Load balancing using nftables

Vasanth S
6 min readJan 10, 2021

The nftable is a successor to iptables and has an improved syntax. In this write-up we will see how to load balance two WAN connections using Linux machine (consider Raspberry Pi). Note that the Load balance in this article is for the Client and not server load balancing. Though the example mentioned here is using two WAN connections, it could very well be extended to any number of connections.

The key idea

We will use the dynamic marking of the packets to select the best outgoing route, and subsequently the connection track module will use the same route till the connection is ended.

Keywords

mark is an arbitrary number that resides only inside the kernel packet path, it never enters from outside nor it goes out in the packet flow

mark is per packet, and for all the packets belong to same flow if the same mark it has used then the mark has to be stored using connection track

In nftables the tables and chains can have any name, which is not the case of iptables. How an arbitrary name is used for association with its action is using the keyword ‘type’. For example:

table ip my_nat {
chain my_filter {
type filter hook prerouting priority -150; policy accept;
}
}

Prerequisites

A working Linux system with three interfaces, one for local network and two for WAN network. The interface can even be WiFi, however the configuration of the interface is not mentioned here, it’s simply three interfaces have to have IP assigned. Since LAN side interface is going to serve connections, probably its best to have fixed non routable IP address and DHCP server is running for the clients to connect it.

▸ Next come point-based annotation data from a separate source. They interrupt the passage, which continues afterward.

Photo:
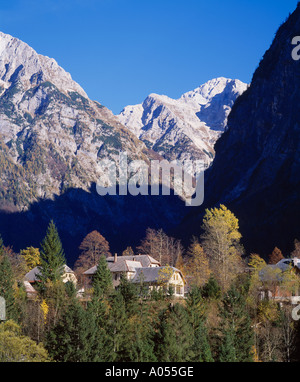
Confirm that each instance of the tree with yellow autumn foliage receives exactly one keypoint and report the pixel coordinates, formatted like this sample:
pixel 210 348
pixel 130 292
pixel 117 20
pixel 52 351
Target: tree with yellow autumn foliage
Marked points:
pixel 221 242
pixel 197 265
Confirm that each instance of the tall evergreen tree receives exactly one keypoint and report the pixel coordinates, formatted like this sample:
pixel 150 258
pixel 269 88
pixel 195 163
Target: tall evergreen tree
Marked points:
pixel 196 311
pixel 6 285
pixel 175 335
pixel 102 280
pixel 118 328
pixel 236 340
pixel 52 256
pixel 74 337
pixel 130 295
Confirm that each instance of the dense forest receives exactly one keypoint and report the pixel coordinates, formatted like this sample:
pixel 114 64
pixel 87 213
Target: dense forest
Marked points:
pixel 226 315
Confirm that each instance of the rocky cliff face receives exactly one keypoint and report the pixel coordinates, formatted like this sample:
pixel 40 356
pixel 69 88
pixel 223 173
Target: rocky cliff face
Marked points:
pixel 52 134
pixel 186 128
pixel 52 137
pixel 256 171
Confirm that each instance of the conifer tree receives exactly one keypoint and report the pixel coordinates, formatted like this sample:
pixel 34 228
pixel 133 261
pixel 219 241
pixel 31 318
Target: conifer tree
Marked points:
pixel 6 285
pixel 74 337
pixel 196 310
pixel 52 256
pixel 235 328
pixel 130 295
pixel 175 335
pixel 118 328
pixel 227 348
pixel 211 289
pixel 102 280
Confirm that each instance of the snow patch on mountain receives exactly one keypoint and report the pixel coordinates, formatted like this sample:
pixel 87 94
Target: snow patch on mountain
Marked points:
pixel 188 127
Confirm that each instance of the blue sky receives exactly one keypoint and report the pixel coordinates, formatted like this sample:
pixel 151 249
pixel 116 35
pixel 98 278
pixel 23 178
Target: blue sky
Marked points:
pixel 122 50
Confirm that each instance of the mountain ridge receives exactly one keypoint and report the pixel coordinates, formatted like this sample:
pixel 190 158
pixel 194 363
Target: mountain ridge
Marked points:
pixel 188 127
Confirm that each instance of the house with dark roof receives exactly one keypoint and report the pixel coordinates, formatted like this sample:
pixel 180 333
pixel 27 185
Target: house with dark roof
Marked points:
pixel 122 265
pixel 273 277
pixel 33 276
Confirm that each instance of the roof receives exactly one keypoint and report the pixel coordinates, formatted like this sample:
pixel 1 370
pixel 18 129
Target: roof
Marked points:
pixel 29 288
pixel 32 275
pixel 145 260
pixel 126 264
pixel 273 272
pixel 152 275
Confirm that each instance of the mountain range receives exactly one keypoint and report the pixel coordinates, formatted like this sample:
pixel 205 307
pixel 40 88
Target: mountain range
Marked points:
pixel 186 128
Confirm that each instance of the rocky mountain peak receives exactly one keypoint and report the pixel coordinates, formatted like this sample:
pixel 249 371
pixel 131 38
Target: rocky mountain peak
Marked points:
pixel 19 63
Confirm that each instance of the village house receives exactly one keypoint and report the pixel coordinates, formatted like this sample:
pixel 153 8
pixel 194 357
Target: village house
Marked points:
pixel 32 277
pixel 141 268
pixel 272 277
pixel 161 278
pixel 121 265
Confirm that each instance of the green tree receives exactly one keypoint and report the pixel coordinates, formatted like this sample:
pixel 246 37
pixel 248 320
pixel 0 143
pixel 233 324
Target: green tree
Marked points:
pixel 102 280
pixel 52 256
pixel 118 328
pixel 74 337
pixel 129 292
pixel 236 339
pixel 211 289
pixel 14 347
pixel 175 335
pixel 7 285
pixel 31 256
pixel 196 310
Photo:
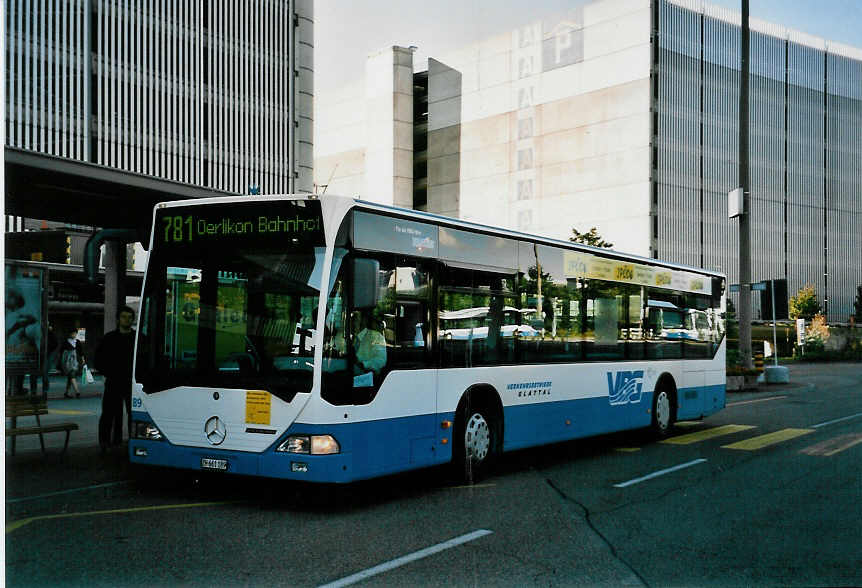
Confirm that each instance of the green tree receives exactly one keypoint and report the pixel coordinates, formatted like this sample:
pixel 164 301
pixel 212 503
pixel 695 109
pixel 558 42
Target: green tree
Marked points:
pixel 591 237
pixel 804 304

Install nftables, e.g sudo apt install nftables

Clean your existing iptables rules for all tables, e.g sudo iptables -F -t filter, sudo iptables -F -t nat, sudo iptables -F -t mangle

The three interfaces for the example are

eth1 — WAN connection 1, IP 192.168.0.109 default gw 192.168.0.1eth2 — WAN connection 2, IP 192.168.29.2 default gw 192.168.29.1eth0 — LAN connection, IP 172.17.0.1

The goal is to make optimal routing by dynamically choosing eth1 or eth2 per every new connection.

Deployment view

Setting up /etc/nftables.conf

nftable service will be using the file /etc/nftables.conf, which is were we will place our rules for policy based routing.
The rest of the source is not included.